Pope Francis addressed a meeting of some 300 Catholic bishops from around a world Sunday by forcefully asserting that marriage is an indissoluble bond between man and woman, for it is "God's dream for his beloved creation." But he said the church doesn't judge and must "seek out and care for hurting couples with the balm of acceptance and mercy."
Francis said the church cannot be "swayed by passing fads or popular opinion," but he also pointed out that the church is also a mother who doesn't point fingers or judge her children, as marriages fail. Presiding over the Family in the Modern World synod at the Mass in St. Peter's Basilica, he talked about the needs and ways to better minister to Catholic families experiencing separation, divorce and other problems when the church's teaching holds that marriage is forever.
His statements addressing the divisive issues confronting the orthodox and traditional meaning of marriage came shortly after the media's coverage on his meetings with Kentucky County clerk Kim Davis, who was jailed for six days for refusing to issue a marriage license to a gay couple, and with a gay man during his visit to the United States in September.
According to Reuters, Francis dedicated one-third of his sermon to the topic of love between man and woman and its role in procreation.
"This is God's dream for his beloved creation: to see it fulfilled in the loving union between a man and a woman, rejoicing in their shared journey, fruitful in their mutual gift of self," he said, referencing heterosexual marriage as "true meaning of the couple and of human sexuality in God's plan."
However, the Pope said the person "who falls or errs must be understood and loved."
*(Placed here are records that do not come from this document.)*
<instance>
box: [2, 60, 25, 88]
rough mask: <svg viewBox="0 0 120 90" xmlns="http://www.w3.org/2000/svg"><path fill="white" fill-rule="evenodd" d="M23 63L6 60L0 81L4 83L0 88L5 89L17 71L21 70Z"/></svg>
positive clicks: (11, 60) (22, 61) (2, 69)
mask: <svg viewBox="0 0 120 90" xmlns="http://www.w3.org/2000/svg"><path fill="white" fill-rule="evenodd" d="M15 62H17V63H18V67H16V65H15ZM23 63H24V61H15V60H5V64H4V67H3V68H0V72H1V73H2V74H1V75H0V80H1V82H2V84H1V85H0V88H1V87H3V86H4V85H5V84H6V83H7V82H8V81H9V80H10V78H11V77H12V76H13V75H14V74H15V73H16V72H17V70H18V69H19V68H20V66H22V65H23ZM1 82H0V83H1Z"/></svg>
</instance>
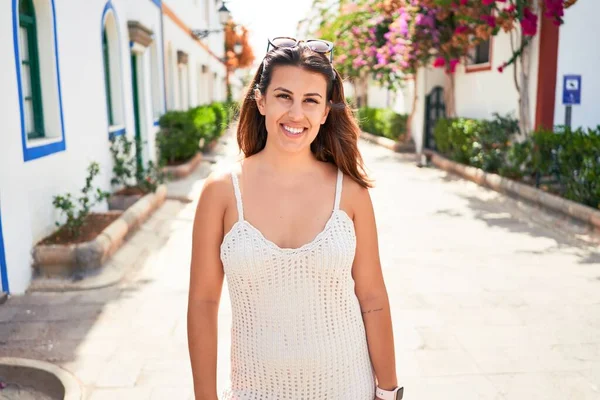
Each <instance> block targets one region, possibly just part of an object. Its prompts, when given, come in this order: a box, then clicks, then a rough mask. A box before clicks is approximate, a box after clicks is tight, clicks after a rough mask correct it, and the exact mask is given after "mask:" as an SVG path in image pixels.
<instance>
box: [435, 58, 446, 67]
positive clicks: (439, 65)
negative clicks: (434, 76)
mask: <svg viewBox="0 0 600 400" xmlns="http://www.w3.org/2000/svg"><path fill="white" fill-rule="evenodd" d="M444 65H446V60H444V57H438V58H436V59H435V61H433V66H434V67H436V68H441V67H443V66H444Z"/></svg>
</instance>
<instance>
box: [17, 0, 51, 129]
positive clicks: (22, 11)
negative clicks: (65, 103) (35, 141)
mask: <svg viewBox="0 0 600 400" xmlns="http://www.w3.org/2000/svg"><path fill="white" fill-rule="evenodd" d="M19 38H20V47H21V60H20V62H21V71H22V74H23V75H22V77H21V79H22V81H21V82H22V90H23V110H24V114H25V131H26V132H27V138H28V139H34V138H42V137H44V136H45V133H44V132H45V131H44V114H43V106H42V104H43V100H42V84H41V79H40V57H39V52H38V43H37V26H36V18H35V7H34V5H33V0H21V1H20V2H19Z"/></svg>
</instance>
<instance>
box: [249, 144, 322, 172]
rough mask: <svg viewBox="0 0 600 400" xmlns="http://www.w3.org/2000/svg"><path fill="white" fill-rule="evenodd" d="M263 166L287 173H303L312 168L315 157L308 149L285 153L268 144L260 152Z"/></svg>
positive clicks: (311, 169)
mask: <svg viewBox="0 0 600 400" xmlns="http://www.w3.org/2000/svg"><path fill="white" fill-rule="evenodd" d="M261 154H262V157H261V158H262V159H263V162H264V165H265V167H267V168H268V169H269V170H271V171H274V172H277V173H282V174H289V175H303V174H304V173H306V172H309V171H311V170H313V167H314V162H315V161H316V158H315V156H314V154H313V153H312V152H311V151H310V148H309V149H306V151H303V152H299V153H285V152H282V151H279V150H278V149H275V148H273V147H272V146H269V144H268V142H267V145H266V146H265V148H264V149H263V151H262V152H261Z"/></svg>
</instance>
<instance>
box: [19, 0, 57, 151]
mask: <svg viewBox="0 0 600 400" xmlns="http://www.w3.org/2000/svg"><path fill="white" fill-rule="evenodd" d="M12 17H13V19H12V20H13V43H14V49H15V66H16V72H17V89H18V93H19V107H20V111H21V112H20V117H21V138H22V145H23V159H24V161H31V160H35V159H37V158H40V157H45V156H47V155H50V154H53V153H57V152H60V151H64V150H65V149H66V142H65V132H64V124H63V113H62V94H61V85H60V68H59V66H60V63H59V54H60V52H59V50H58V40H57V36H56V14H55V7H54V0H12Z"/></svg>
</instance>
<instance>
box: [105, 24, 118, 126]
mask: <svg viewBox="0 0 600 400" xmlns="http://www.w3.org/2000/svg"><path fill="white" fill-rule="evenodd" d="M102 57H103V59H104V89H105V90H106V109H107V110H108V123H109V125H111V126H113V125H114V124H115V118H114V117H113V108H112V96H113V95H112V93H111V87H110V51H109V48H108V37H107V35H106V27H105V28H104V29H102Z"/></svg>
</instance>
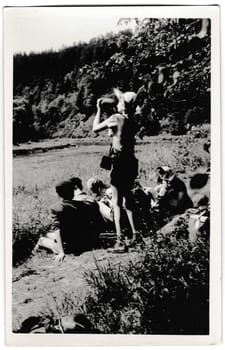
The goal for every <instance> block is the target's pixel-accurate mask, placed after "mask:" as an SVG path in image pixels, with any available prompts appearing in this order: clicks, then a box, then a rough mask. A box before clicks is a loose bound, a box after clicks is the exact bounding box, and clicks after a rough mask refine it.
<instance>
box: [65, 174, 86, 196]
mask: <svg viewBox="0 0 225 350" xmlns="http://www.w3.org/2000/svg"><path fill="white" fill-rule="evenodd" d="M69 180H70V181H71V182H72V184H73V186H74V197H73V199H74V200H76V201H85V200H87V199H89V196H88V194H87V193H86V192H85V191H84V190H83V184H82V180H81V179H80V178H79V177H71V178H70V179H69Z"/></svg>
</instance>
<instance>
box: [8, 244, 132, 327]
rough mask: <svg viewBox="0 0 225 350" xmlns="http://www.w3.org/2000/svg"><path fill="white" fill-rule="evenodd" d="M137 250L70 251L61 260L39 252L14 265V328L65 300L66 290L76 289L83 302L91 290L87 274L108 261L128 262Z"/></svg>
mask: <svg viewBox="0 0 225 350" xmlns="http://www.w3.org/2000/svg"><path fill="white" fill-rule="evenodd" d="M137 254H138V253H137V252H130V253H123V254H121V253H117V254H115V253H109V252H107V251H106V250H104V249H101V250H95V251H92V252H85V253H83V254H81V255H80V256H74V255H67V256H66V259H65V260H64V261H63V262H62V263H59V264H58V263H57V262H56V261H54V256H53V255H52V254H47V253H46V252H40V253H38V254H37V255H35V256H33V257H31V258H30V259H29V260H28V261H27V262H26V263H25V264H23V265H21V266H19V267H17V268H14V270H13V283H12V293H13V295H12V312H13V317H12V318H13V324H12V327H13V329H14V330H15V329H17V328H18V327H19V325H20V324H21V322H22V321H23V320H25V319H26V318H27V317H29V316H37V315H39V314H40V313H42V312H45V313H46V310H48V309H49V308H50V309H52V308H54V306H56V305H54V303H55V302H54V300H58V301H60V300H63V295H64V294H65V293H73V295H74V296H75V298H77V300H78V301H79V302H80V303H82V300H84V298H85V296H86V295H87V293H90V292H91V290H90V287H89V286H88V284H87V282H86V280H85V278H84V274H85V272H87V271H90V270H91V271H94V270H96V262H97V264H98V265H99V266H102V265H104V264H108V261H110V263H111V264H125V263H127V261H128V260H134V259H135V257H137Z"/></svg>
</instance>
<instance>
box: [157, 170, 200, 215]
mask: <svg viewBox="0 0 225 350" xmlns="http://www.w3.org/2000/svg"><path fill="white" fill-rule="evenodd" d="M157 173H158V185H157V186H156V187H155V189H154V192H155V197H156V201H155V207H158V210H159V211H162V212H164V213H166V214H167V215H169V216H170V215H176V214H181V213H184V212H185V210H186V209H188V208H191V207H193V202H192V200H191V198H190V197H189V195H188V193H187V188H186V185H185V183H184V182H183V181H182V180H181V179H179V178H178V176H177V175H176V173H175V172H174V171H173V170H172V169H171V168H170V167H168V166H163V167H159V168H158V169H157Z"/></svg>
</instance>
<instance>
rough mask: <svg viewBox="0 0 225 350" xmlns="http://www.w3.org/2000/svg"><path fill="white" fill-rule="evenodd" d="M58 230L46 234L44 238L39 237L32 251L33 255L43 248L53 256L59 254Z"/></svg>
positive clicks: (60, 245)
mask: <svg viewBox="0 0 225 350" xmlns="http://www.w3.org/2000/svg"><path fill="white" fill-rule="evenodd" d="M58 231H59V230H57V231H53V232H48V233H47V234H46V236H45V237H40V238H39V240H38V242H37V244H36V246H35V247H34V249H33V253H35V252H37V250H38V249H40V248H44V249H49V250H50V251H52V252H53V253H54V254H59V253H60V248H61V244H60V242H59V239H58V238H59V237H58V235H59V232H58Z"/></svg>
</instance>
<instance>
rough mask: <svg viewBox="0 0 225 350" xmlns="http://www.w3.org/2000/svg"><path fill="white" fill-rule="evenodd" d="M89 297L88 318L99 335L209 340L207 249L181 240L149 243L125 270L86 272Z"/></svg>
mask: <svg viewBox="0 0 225 350" xmlns="http://www.w3.org/2000/svg"><path fill="white" fill-rule="evenodd" d="M86 278H87V281H88V282H89V284H90V285H91V286H92V288H93V289H94V293H93V294H92V295H89V297H88V298H87V300H86V303H85V305H86V310H87V315H88V316H89V317H90V318H91V320H92V322H93V324H94V325H95V327H96V328H97V329H99V330H100V332H101V333H107V334H112V333H115V334H116V333H117V334H119V333H121V334H208V332H209V249H208V244H207V242H205V241H202V240H199V241H198V242H196V243H195V244H194V245H190V244H189V243H188V242H187V241H185V240H181V241H176V242H173V243H172V242H170V244H168V242H163V241H161V242H160V244H159V242H156V241H153V240H152V245H151V247H150V249H149V250H148V251H145V252H143V254H140V255H139V259H138V260H137V261H135V262H132V261H130V262H129V264H128V265H125V266H117V267H116V266H115V265H111V264H110V263H109V264H108V266H106V267H98V272H97V273H96V272H95V273H93V272H89V274H88V275H87V276H86Z"/></svg>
"The Church must search out these persons, welcome and accompany them, for a Church with closed doors betrays herself and her mission, and, instead of being a bridge, becomes a roadblock," he said, according to Reuters.
A day before the gathering, the Vatican immediately dismissed a Polish priest from his job after he came out as gay and called for changes in Catholic teachings against homosexual activity.
In its explanation of the dismissal of the gay Polish priest, the Vatican said his very public coming out was intended to put undue media pressure on the synod on gay issues, which was expected to be only a small part of the bishops' discussions, according to Associated Press.
The key topic at the synod will be how to reach out to Catholics who have divorced and remarried in civil ceremonies. They are considered by the Church to be still married to their first spouse and living in a state of sin. Some bishops want a change to the rules that bars them from receiving sacraments such as communion.
Last month, Francis made it easier and faster for Catholics to secure a marriage annulment, the most radical such reform for 250 years, and told bishops to be more welcoming to divorced couples.